Latest Trends in Gambling
What is the scope of problem gambling in Middlesex County?
In 2011, the State of Connecticut took fifth place in the “Top 20 U.S. Casino Markets” list published by the American Gaming Association (AGA). Connecticut was topped only by Las Vegas, Atlantic City, “Chicagoland,” and Detroit. Gross annual revenue in 2011 was nearly $1.35 billion (AGA) or according to the Connecticut Department of Consumer Protection, was $1.25 billion.
On the state level, Connecticut has lost income from gambling over the past decade. In 2002 the “gross sales for lottery, parimutuel and charitable gaming” was about $1.27 billion dollars. By 2011 it was slightly down at $1.24 billion. The state reported that “Charitable Gaming” including Bingo – which is legal for youth – accounted for $18,035,816 in gross revenue for 2011. (CT Department of Consumer Protection)
Students in Middlesex County were surveyed about their gambling activities in the past twelve months. Table A. displays the percentages of young people from seven local school districts who gambled for money or other valuables. With an average rate of 18.7%, our students gamble at a significantly lower rate than the state average of 25.2% (YRBS). Also, there is a striking difference between the sexes with an average of 25.6% boys reporting gambling in the past twelve months while only 9.2% of the girls did so.
Table A. Percent of middle and high school students who gambled in past 12 months
Location 7th-8th 9th-12th
Town B 12 14.5
Town C 15 15.5
Town D 12 19.75
Town E 11 15.5
Town F 24 22
Town H 13 19.5
Town I 14 24
Average 14.4 18.7
State H.S. Avg. 25.2%
Source: Mx. Cty. surveys & YRBS
The Connecticut Council on Problem Gambling (CCPG) compiles an annual report of calls received by their Helpline in the prior year. The vast majority of the 556 calls to the Helpline in 2011 came from Connecticut gamblers or those gamblers’ “significant others.” Only Connecticut information is included in the following statistics from CCPG:
Seventy-five percent of the callers were problem gamblers and 25% were significant others.
Women were almost twice as likely to be the “significant other” caller.
At age 25-34, nearly three times as many men as women call the Helpline. Among callers age 54+, nearly three times as many women call.
Of those callers volunteering information on race and ethnicity, 64% were Caucasian, 17% African-Americans, and 4% Latinos.
Anxiety (56.8%) and depression (49.7%) were the most frequently reported emotional responses for both women and men. Family/spousal conflict (38.4%) was the most frequent family issue cited by both women and men. Difficulty paying bills (47.3%), borrowing money (33.3%), and using equity/savings (29.5%) were the most frequently reported financial issues. Women ranked higher in participation in criminal acts, yet men indicated more involvement in the criminal justice system (jail, arrest, and probation) than did the women. (CCPG)
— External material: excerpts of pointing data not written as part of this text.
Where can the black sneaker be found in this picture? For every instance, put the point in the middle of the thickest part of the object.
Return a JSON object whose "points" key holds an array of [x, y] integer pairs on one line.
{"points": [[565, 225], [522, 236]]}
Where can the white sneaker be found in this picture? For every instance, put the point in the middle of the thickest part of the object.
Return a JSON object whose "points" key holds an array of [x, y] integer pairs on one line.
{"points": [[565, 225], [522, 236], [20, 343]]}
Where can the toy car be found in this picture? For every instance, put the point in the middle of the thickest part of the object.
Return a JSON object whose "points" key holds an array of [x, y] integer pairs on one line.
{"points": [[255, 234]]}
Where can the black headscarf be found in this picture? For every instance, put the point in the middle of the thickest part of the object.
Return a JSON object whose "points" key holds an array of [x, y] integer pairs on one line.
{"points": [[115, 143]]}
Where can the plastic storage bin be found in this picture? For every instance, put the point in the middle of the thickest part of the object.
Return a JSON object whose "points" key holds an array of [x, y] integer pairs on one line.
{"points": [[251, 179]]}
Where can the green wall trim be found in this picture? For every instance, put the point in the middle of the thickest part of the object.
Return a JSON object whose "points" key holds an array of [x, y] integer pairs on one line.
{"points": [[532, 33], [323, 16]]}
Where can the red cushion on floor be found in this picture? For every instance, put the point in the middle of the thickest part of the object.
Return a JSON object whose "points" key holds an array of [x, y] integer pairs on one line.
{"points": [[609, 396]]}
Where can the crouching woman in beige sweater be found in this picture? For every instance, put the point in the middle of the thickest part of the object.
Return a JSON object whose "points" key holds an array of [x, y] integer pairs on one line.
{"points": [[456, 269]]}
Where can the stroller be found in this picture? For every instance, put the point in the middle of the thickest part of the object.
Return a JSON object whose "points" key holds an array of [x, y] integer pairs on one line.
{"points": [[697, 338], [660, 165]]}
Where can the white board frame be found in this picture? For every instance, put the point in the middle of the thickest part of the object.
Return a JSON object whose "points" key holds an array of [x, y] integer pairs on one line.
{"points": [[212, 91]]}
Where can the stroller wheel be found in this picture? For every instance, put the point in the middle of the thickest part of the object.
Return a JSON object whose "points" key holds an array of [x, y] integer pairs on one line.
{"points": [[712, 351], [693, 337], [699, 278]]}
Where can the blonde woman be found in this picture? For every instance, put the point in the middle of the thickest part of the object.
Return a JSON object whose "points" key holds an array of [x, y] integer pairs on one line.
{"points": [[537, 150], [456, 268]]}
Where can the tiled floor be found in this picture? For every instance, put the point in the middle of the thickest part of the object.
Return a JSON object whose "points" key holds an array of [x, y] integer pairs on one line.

It took a significant amount of time for problem gamblers to contact the Helpline, even after recognizing that they had a problem. Both men and women reported an average of nine years to ask for help. Financial losses in 2011 were estimated by these callers at less than $20,000 (75%), between $20,000 and $50,000 (12.5%), and $50,000 to $100,000 (3.1%). A few callers had lost more than one million dollars.
Our Capacity to Address This Issue
CNAW members felt that state government’s dependence on gambling revenues will outpace its support of problem gambling education and treatment for the foreseeable future. Therefore, the lowest rating of 2.8 was given to our community’s capacity to address this problem.